The territorially competent Appeal Court, in confirming the first instance ruling rejecting the presented appeal, underlined that the worker had omitted to provide proof of the alleged breach while the defendant company had proven “to have complied in time with all of the legal requirements related to occupational safety”.
The worker appealed to the Court of Cassation relying on two motives that the company challenged with a counterclaim.
The Supreme Court of Cassation’s decision
In formulating its decision, the Court of Cassation first noted that (i) the entrepreneur’s liability for failure to adopt suitable measures to protect the physical integrity of the employee is based on specific laws, and if they are not available, on the general provisions as per art. 2087 of the Civil Code. These provisions constitute the final regulations of the accident prevention system that can be extended to situations and cases not yet expressly considered and assessed by the law at the time it was created.
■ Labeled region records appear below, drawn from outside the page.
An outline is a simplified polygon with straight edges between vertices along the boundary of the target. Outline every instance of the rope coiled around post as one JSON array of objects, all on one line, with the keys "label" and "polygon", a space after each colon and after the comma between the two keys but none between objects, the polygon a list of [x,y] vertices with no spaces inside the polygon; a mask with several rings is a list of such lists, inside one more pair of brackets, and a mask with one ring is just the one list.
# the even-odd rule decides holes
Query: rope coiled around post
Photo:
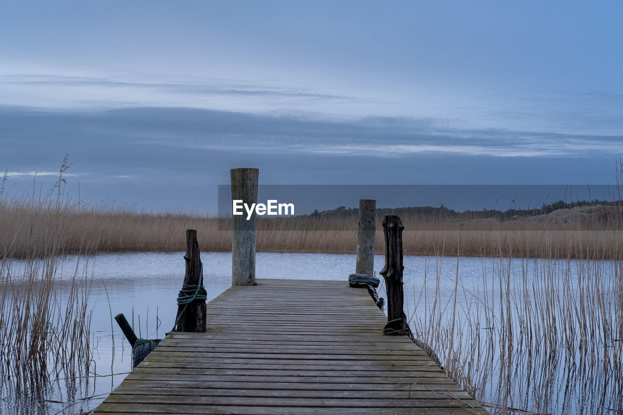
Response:
[{"label": "rope coiled around post", "polygon": [[198,284],[183,284],[182,289],[179,290],[179,294],[180,295],[178,297],[178,305],[183,305],[184,308],[182,309],[182,312],[178,315],[178,318],[175,320],[175,323],[173,323],[173,328],[171,330],[171,332],[174,332],[176,328],[177,328],[178,323],[179,322],[179,319],[181,317],[184,315],[184,313],[186,311],[186,307],[188,307],[189,304],[192,303],[193,301],[205,301],[207,300],[207,292],[206,290],[206,288],[203,286],[203,262],[199,262]]}]

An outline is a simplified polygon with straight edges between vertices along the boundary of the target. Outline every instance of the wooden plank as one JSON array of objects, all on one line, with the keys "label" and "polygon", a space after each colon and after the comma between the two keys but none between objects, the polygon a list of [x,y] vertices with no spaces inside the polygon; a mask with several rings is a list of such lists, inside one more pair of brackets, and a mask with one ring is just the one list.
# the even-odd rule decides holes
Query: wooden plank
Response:
[{"label": "wooden plank", "polygon": [[348,282],[258,280],[170,333],[97,414],[486,414]]}]

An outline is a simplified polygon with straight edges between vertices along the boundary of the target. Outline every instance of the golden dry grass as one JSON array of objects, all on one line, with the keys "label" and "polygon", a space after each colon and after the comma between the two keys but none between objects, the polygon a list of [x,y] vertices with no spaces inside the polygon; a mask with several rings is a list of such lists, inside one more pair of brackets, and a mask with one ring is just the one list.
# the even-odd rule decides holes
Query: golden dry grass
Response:
[{"label": "golden dry grass", "polygon": [[[596,213],[578,209],[574,214],[574,210],[567,212],[570,219],[558,211],[543,217],[505,222],[403,217],[404,254],[455,255],[460,245],[463,255],[616,259],[623,255],[619,209],[604,207]],[[217,217],[146,213],[105,205],[79,207],[64,203],[59,207],[49,201],[33,203],[13,199],[0,201],[0,218],[2,257],[52,254],[51,232],[61,253],[79,252],[85,241],[95,240],[99,252],[179,251],[185,248],[187,229],[197,231],[203,251],[231,249],[229,221]],[[376,252],[379,254],[384,249],[382,219],[377,218]],[[354,253],[357,227],[354,216],[260,218],[257,250]]]}]

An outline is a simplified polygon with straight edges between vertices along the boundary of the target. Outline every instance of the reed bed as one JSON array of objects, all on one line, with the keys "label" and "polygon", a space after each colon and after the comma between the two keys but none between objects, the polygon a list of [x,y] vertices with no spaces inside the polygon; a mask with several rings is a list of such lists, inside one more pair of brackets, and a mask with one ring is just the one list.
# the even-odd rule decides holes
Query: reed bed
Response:
[{"label": "reed bed", "polygon": [[[60,278],[71,220],[65,213],[64,171],[62,168],[59,182],[45,201],[37,206],[29,203],[27,219],[16,216],[14,209],[0,213],[4,239],[0,259],[0,396],[4,402],[0,411],[4,407],[11,413],[47,413],[60,384],[67,391],[75,390],[85,386],[77,379],[89,372],[88,271],[97,250],[97,237],[80,237],[75,251],[76,267]],[[47,217],[38,222],[35,218],[42,209]],[[12,232],[4,233],[7,229]],[[24,259],[16,259],[16,253]],[[65,295],[60,294],[61,284],[68,288]],[[66,380],[55,380],[59,378]]]},{"label": "reed bed", "polygon": [[[93,254],[183,250],[189,228],[202,250],[231,247],[227,219],[74,203],[67,167],[43,198],[0,193],[0,396],[40,413],[54,379],[75,391],[88,379]],[[405,254],[436,255],[414,293],[416,338],[494,413],[623,413],[621,212],[613,203],[503,222],[402,216]],[[257,250],[354,253],[356,232],[356,215],[260,218]],[[59,280],[67,255],[78,265]],[[454,289],[442,289],[449,255],[480,257],[478,280],[457,262]],[[59,284],[70,285],[65,298]]]},{"label": "reed bed", "polygon": [[410,326],[451,378],[495,414],[621,413],[623,262],[483,257],[472,279],[444,260]]},{"label": "reed bed", "polygon": [[[546,258],[621,259],[623,210],[597,206],[558,211],[543,217],[458,221],[426,216],[401,217],[407,255],[461,255]],[[561,214],[562,213],[566,215]],[[98,252],[183,250],[186,229],[197,229],[204,251],[231,249],[230,221],[183,213],[159,214],[110,205],[57,206],[49,198],[0,201],[0,257],[28,258],[80,252],[98,241]],[[384,247],[377,218],[375,249]],[[260,252],[352,254],[357,245],[356,215],[300,216],[257,222]],[[59,227],[62,227],[62,232]],[[50,229],[55,247],[50,246]],[[56,250],[59,252],[56,252]]]}]

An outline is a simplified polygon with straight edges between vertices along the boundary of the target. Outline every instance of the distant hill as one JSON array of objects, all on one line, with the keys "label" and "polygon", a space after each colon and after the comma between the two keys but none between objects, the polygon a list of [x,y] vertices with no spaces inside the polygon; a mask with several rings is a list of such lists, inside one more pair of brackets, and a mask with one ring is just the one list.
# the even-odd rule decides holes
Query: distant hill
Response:
[{"label": "distant hill", "polygon": [[[547,217],[558,221],[577,220],[581,216],[594,216],[599,221],[602,221],[614,214],[621,214],[623,211],[623,202],[618,201],[610,202],[605,200],[577,201],[569,203],[564,201],[558,201],[545,204],[538,208],[508,209],[506,211],[489,210],[457,211],[449,209],[442,204],[434,206],[408,206],[403,208],[386,208],[376,209],[377,217],[385,215],[398,215],[399,216],[419,216],[431,220],[460,219],[470,220],[478,219],[495,219],[501,222],[509,220],[521,220],[528,218]],[[340,217],[359,215],[358,208],[340,206],[326,211],[315,211],[307,215],[308,217]]]}]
However, according to the Cassation judges, this does not amount to liability every time an occupational disease is diagnosed in a worker. In the presence of such circumstances, the worker has the onus of proving the fact that constitutes the employer’s breach and the material causal nexus between the breach and injury.
In the case in hand, according to the Court of Cassation, the worker did not provide proof of the employer’s alleged breach and, actually, his employer company demonstrated to have complied with all of the legal obligations regarding safety.
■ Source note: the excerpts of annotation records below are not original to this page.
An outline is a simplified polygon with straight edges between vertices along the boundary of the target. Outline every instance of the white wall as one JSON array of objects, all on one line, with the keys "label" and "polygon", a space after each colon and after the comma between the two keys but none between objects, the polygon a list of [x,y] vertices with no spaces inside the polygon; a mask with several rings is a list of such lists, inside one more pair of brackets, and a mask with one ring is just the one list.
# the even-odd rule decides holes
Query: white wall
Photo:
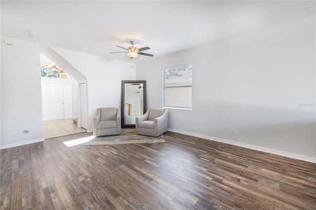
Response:
[{"label": "white wall", "polygon": [[192,63],[192,110],[170,109],[169,130],[316,162],[315,37],[313,16],[138,64],[136,79],[161,107],[162,70]]},{"label": "white wall", "polygon": [[43,141],[39,45],[0,42],[1,148]]},{"label": "white wall", "polygon": [[135,64],[56,47],[57,53],[87,80],[88,132],[97,108],[120,107],[121,80],[135,79]]}]

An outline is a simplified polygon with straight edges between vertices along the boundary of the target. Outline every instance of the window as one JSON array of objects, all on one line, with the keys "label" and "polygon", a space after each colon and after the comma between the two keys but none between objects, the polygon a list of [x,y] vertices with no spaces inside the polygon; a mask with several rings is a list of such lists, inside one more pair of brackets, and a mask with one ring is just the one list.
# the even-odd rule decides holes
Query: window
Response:
[{"label": "window", "polygon": [[192,65],[162,71],[162,107],[192,108]]}]

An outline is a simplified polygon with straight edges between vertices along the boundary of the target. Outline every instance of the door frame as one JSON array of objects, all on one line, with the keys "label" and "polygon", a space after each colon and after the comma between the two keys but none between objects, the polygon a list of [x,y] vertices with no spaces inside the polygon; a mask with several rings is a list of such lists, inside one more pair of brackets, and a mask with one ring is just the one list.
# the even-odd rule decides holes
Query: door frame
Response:
[{"label": "door frame", "polygon": [[[78,96],[78,121],[77,123],[77,126],[78,128],[81,128],[81,105],[80,105],[80,101],[81,101],[81,95],[80,93],[80,85],[81,84],[85,84],[85,91],[86,93],[87,93],[87,81],[86,80],[82,80],[79,81],[77,82],[78,84],[78,91],[77,91],[77,96]],[[87,128],[86,130],[88,131],[88,128],[89,128],[89,120],[88,120],[88,116],[89,116],[89,112],[88,108],[88,94],[86,94],[86,107],[87,107]]]}]

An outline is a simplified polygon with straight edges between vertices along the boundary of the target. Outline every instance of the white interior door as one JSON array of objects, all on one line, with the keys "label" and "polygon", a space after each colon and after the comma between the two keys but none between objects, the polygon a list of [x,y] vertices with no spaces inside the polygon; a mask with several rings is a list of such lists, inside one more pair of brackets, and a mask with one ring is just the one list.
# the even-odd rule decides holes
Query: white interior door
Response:
[{"label": "white interior door", "polygon": [[80,91],[80,119],[81,127],[85,129],[87,128],[87,93],[85,83],[79,85]]},{"label": "white interior door", "polygon": [[64,119],[62,84],[42,83],[43,120]]}]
The Court of Cassation’s decision in question is in line with the recent circulars 13 and 22 issued by INAIL on 3 April 2020 and 20 May respectively related to equating Covid-19 contagion with cases of occupational injuries.
But there is more. The decision is also consistent with the regulations as per art. 29 bis by Law no. 40 of 5 June 2020 converting the Liquidity Decree, concerning employer obligations for protection against contagion from Covid-19.
The article states that, in order to protect against the risk of Covid-19 contagion, employers shall comply with the obligation as per art. 2087 of the Civil Code through (i) application of the provisions contained in the joint protocol which regulates measures to combat and contain the spread of Covid-19 in the workplace, signed on 24 April 2020 by the Government and social partners as subsequently amended and supplemented, and in other protocols and guidelines referred to in art. 1, paragraph 14, of Decree Law no. 33 of 16 May 2020, and also by (ii) adopting and maintaining in force the measures provided for therein.
If the aforementioned provisions do not apply, according to the above legislation, the relevant measures will be those contained in the sector protocols or agreements entered into by the trade unions and employers’ organisations that are comparatively more representative at national level.